Aldric & Anneliese
Not your ordinary chivalric tale!
Men and women might well approach this book from different vantage points. It can be so many different types of story, depending on the mind-set of the reader. I think men would be more likely to appreciate the battle scenes — of which there are a good many, but not of the prolonged variety, thank goodness. Blood and gore and lopped off heads are all over the place, but that was life in the sixth century. Life was cheap, then. Or so I’ve been told. On the other hand, there is a love story in there, too. In fact, there are several of them, but this is by no means a romance novel, either.

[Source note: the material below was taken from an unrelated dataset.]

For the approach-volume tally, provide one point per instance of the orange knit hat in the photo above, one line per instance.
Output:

The author points out that it is a tale of nation building, kings, knights, fair ladies, battles won and lost, triumph, betrayal, tragedy, revenge, redemption, and great loves. From that description, it’s rather clear that the book doesn’t quite know which is the most important element. It’s a mixture of so many things; the reader could end up rather confused when trying to figure out the intent. Mostly, it’s referred to as historical fiction, but in my opinion, it’s really more of a fable – a sometimes ribald fable – with copious amounts of blood and gore spilled here and there. Unfortunately, the exact locale is not identified, so you have nothing to anchor your inner vision of place.
One of the major faults, which might in fact, be a virtue, is the lack of one strong character leading the tale. There are three stories here, one blending into the next, in which one character does move along through all three, but with different characters in each one.
While Aldric is present in all three tales, Annaliese appears only in the shorter central tale. Granted, she makes a major impression on Aldric, but it’s a mystery as to why her name is included in the title.
It’s a rather short read (152 pages) with no glaring errors, and written in an engaging, sometimes witty style that will encourage you to keep turning the pages.